Aunque muchas personas los refrigeran apenas llegan del supermercado, hacerlo antes de tiempo puede afectar su sabor, textura y proceso natural de maduración.
Guardar los tomates en la heladera parece una buena forma de conservarlos durante más tiempo. Sin embargo, si todavía tienen partes verdes o amarillentas, los especialistas en cocina aseguran que ese hábito puede jugar en contra.
El cocinero y divulgador gastronómico David Guibert explicó que el lugar donde se conservan los tomates debe depender de su grado de maduración. Según indicó, los ejemplares que aún no terminaron de madurar deberían permanecer a temperatura ambiente hasta alcanzar su punto justo.
Por qué no conviene refrigerar los tomates que todavía están verdes
Los tomates continúan madurando después de ser cosechados. Si todavía presentan zonas verdes, necesitan seguir ese proceso de forma natural para desarrollar plenamente su sabor, aroma y textura.
De acuerdo con Guibert, colocarlos en la heladera demasiado pronto frena esa maduración y puede hacer que pierdan parte de sus cualidades.

Además, distintos especialistas en conservación de alimentos coinciden en que las bajas temperaturas alteran algunos compuestos responsables del sabor característico del tomate.
El truco para que maduren más rápido
Si querés acelerar el proceso, existe un método muy sencillo. Guibert recomienda colocar los tomates junto a una manzana o una banana. Estas frutas liberan etileno, un gas natural que favorece la maduración de otros alimentos cercanos.
De esta manera, los tomates alcanzan antes su punto ideal sin necesidad de recurrir a la heladera.

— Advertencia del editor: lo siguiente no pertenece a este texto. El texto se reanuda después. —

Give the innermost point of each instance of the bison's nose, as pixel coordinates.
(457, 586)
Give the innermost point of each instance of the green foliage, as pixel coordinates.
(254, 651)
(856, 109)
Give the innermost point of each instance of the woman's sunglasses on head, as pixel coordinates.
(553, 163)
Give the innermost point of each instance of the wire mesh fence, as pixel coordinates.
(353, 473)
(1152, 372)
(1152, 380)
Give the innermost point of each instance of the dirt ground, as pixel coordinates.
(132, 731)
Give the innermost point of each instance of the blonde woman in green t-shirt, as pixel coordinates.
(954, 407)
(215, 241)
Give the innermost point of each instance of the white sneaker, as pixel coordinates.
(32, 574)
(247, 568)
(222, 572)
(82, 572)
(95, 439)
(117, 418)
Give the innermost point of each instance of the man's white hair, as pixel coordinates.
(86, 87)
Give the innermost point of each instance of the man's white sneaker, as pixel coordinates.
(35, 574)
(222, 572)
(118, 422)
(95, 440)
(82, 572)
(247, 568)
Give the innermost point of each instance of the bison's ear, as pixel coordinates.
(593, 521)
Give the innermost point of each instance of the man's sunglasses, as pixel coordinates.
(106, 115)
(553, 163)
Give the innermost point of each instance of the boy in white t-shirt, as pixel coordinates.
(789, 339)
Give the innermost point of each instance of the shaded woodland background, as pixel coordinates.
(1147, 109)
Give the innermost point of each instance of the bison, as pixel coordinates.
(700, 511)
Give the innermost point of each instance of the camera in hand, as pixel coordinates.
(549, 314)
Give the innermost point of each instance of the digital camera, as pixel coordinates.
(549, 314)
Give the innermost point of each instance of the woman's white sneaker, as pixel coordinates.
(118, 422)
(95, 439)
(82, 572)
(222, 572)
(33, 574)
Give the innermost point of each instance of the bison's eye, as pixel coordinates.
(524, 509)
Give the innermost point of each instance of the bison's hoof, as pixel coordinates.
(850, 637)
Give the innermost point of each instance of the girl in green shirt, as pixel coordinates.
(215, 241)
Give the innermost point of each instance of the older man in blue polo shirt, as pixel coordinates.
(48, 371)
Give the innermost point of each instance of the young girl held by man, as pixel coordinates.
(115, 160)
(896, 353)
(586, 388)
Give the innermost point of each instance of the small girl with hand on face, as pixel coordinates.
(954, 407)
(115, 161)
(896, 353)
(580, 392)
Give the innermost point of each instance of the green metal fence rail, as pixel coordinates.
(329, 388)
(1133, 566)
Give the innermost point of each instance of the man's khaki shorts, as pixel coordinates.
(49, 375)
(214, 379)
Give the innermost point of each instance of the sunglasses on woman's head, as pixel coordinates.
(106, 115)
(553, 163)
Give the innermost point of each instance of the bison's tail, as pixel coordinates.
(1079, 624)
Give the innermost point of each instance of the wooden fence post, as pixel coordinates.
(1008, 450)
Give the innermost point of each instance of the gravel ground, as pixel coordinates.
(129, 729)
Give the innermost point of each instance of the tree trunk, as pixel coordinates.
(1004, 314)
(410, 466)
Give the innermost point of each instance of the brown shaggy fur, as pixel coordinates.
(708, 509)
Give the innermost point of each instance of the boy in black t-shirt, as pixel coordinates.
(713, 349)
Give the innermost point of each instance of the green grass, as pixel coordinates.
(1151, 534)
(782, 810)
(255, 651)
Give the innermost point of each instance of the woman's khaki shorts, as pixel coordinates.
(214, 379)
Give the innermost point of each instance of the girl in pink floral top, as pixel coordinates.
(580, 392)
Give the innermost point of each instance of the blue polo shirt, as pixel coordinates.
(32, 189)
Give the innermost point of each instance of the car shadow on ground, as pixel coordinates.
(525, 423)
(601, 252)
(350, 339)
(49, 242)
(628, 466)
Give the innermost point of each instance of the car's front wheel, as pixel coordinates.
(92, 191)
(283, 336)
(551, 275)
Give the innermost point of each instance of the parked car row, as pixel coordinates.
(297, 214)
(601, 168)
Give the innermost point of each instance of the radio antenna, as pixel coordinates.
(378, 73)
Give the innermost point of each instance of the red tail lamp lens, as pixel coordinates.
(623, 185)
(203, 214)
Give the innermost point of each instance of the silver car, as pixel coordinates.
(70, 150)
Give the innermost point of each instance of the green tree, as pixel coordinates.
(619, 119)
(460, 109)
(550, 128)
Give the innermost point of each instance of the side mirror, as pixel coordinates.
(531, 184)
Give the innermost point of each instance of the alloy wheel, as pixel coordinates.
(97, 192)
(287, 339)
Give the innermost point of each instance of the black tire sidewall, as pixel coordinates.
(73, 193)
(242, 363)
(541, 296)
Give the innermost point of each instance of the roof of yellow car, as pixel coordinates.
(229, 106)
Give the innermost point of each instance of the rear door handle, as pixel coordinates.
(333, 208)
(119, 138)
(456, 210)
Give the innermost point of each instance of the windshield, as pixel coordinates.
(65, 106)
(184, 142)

Cuándo sí conviene guardar los tomates en la heladera
La recomendación cambia cuando el tomate ya adquirió un color uniforme, desprende aroma y cede levemente al presionarlo con los dedos.
En ese momento, si no se va a consumir de inmediato, puede conservarse en la heladera para prolongar algunos días su vida útil.
Según el cocinero, una buena práctica es colocarlo boca abajo, apoyando la parte del cabito sobre la superficie. Esto ayuda a reducir la pérdida de humedad y contribuye a conservar mejor sus propiedades.
Cómo saber dónde guardar los tomates
La forma correcta de conservarlos depende de su estado de maduración:
- Con zonas verdes o amarillas: mantenerlos a temperatura ambiente.
- Junto a una banana o una manzana: maduran más rápido gracias al etileno.
- Totalmente maduros: pueden ir a la heladera si no se consumirán ese mismo día.
- Ya cortados: conservarlos siempre en un recipiente hermético dentro de la heladera.
Con este simple cambio de hábito, es posible disfrutar tomates con mejor sabor, una textura más agradable y reducir el desperdicio de alimentos.